丁寧な調査を行いお客様の売却、購入をサポートしていきます!

土地区画整理事業のエリアで保留地の売却や購入を検討しているものの、制度が複雑で一歩を踏み出せずにいる方は少なくありません。
また、富士市のまちづくりがどのように進み、その中で保留地がどんな役割を担っているのか、全体像が見えにくいと感じている方も多いはずです。
そこでこの記事では、都市の医師とも言われる土地区画整理事業の仕組みや、換地・減歩といった専門用語、さらに事業費を支える保留地の位置づけまで、流れに沿って整理して解説します。
あわせて、保留地売却のタイミングや手続き上の注意点、相談先の選び方にも触れますので、これから具体的に動き出したい方はぜひ参考にしてください。

富士市の土地区画整理事業と保留地とは

土地区画整理事業は、道路や公園、下水道などの公共施設を整備しながら、複雑な土地利用を整理して良好な市街地をつくる事業です。
富士市でも、市街地開発事業の一環として土地区画整理事業が位置付けられており、計画的なまちづくりの重要な手法とされています。
乱雑な街並みを整え、災害に強く暮らしやすい環境を生み出すことから、「都市の医師」とも呼ばれるゆえんです。
このように、単なる区画の並べ替えではなく、将来を見据えた都市計画と一体で進められる点が大きな特徴です。

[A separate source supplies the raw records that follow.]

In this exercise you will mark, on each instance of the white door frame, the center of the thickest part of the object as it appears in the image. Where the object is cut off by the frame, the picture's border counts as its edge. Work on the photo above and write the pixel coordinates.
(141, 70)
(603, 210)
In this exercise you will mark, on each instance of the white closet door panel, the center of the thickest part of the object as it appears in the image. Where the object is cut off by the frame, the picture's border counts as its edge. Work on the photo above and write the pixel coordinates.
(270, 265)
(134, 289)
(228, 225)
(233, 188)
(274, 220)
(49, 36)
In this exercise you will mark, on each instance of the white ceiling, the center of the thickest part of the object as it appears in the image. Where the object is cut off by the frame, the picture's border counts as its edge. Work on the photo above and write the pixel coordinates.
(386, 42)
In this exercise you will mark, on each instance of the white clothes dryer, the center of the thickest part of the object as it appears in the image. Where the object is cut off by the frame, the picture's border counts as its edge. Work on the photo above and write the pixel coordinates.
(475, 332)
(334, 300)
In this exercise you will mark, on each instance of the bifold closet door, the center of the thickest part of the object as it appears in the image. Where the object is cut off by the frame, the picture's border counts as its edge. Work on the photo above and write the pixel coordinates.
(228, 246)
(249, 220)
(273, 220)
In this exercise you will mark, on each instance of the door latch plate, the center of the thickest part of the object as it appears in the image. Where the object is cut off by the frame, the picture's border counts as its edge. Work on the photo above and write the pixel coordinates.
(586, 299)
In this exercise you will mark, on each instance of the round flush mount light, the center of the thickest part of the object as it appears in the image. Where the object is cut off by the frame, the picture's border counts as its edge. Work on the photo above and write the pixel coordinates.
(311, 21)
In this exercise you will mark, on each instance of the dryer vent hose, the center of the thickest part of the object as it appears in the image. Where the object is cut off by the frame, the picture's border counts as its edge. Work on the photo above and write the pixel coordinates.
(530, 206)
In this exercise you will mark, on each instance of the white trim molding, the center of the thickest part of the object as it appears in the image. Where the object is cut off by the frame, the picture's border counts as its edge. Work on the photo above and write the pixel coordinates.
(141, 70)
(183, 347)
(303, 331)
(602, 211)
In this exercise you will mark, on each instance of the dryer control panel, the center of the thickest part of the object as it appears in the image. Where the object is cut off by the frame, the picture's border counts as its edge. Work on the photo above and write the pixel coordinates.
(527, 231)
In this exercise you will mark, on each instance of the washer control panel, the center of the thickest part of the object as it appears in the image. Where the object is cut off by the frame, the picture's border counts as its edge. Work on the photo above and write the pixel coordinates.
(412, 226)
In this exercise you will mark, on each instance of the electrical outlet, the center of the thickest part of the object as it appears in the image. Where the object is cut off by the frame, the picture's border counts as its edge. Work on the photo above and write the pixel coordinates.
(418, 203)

土地区画整理事業では、まず地権者がそれぞれの土地から一定割合を提供し合う減歩が行われます。
減歩で生み出された土地の一部は道路や公園などの公共用地となり、残りの宅地については、従前地に代わる換地として地権者に割り当てられます。
この換地は、面積だけでなく形状や利用しやすさ、周辺の道路状況なども考慮して配分されるため、街全体の土地利用が改善されます。
地権者にとっては一時的な負担もありますが、インフラ整備と合わせて土地の利用価値向上が期待できる仕組みです。

一方で、事業の実施には多額の費用が必要となるため、減歩で新たに生じた土地のうち、公共用地と換地以外の部分が保留地として確保されます。
保留地は、土地区画整理事業の施行者が売却し、その売却代金を道路や公園、下水道などの整備費用に充てる財源となる土地です。
一般的な定義としては、減歩により生み出された土地のうち、事業費の全部または一部を賄うために売却を目的として設ける宅地と整理されています。
富士市においても、区画整理事業の資金計画の中で保留地面積や保留地処分収入が位置付けられており、事業を継続的に進めるうえで欠かせない役割を担っています。

用語 主な内容 まちづくり上の役割
減歩 地権者が土地の一部を提供 公共用地と保留地の創出
換地 従前地に代わる新たな宅地 整形された宅地による利用向上
保留地 事業費捻出のための売却用地 公共施設整備費の重要な財源

富士市で実施中の主な土地区画整理事業概要

富士市では、都市計画に基づき複数の土地区画整理事業が進められており、市街地の再編成と公共施設の整備が一体的に進行しています。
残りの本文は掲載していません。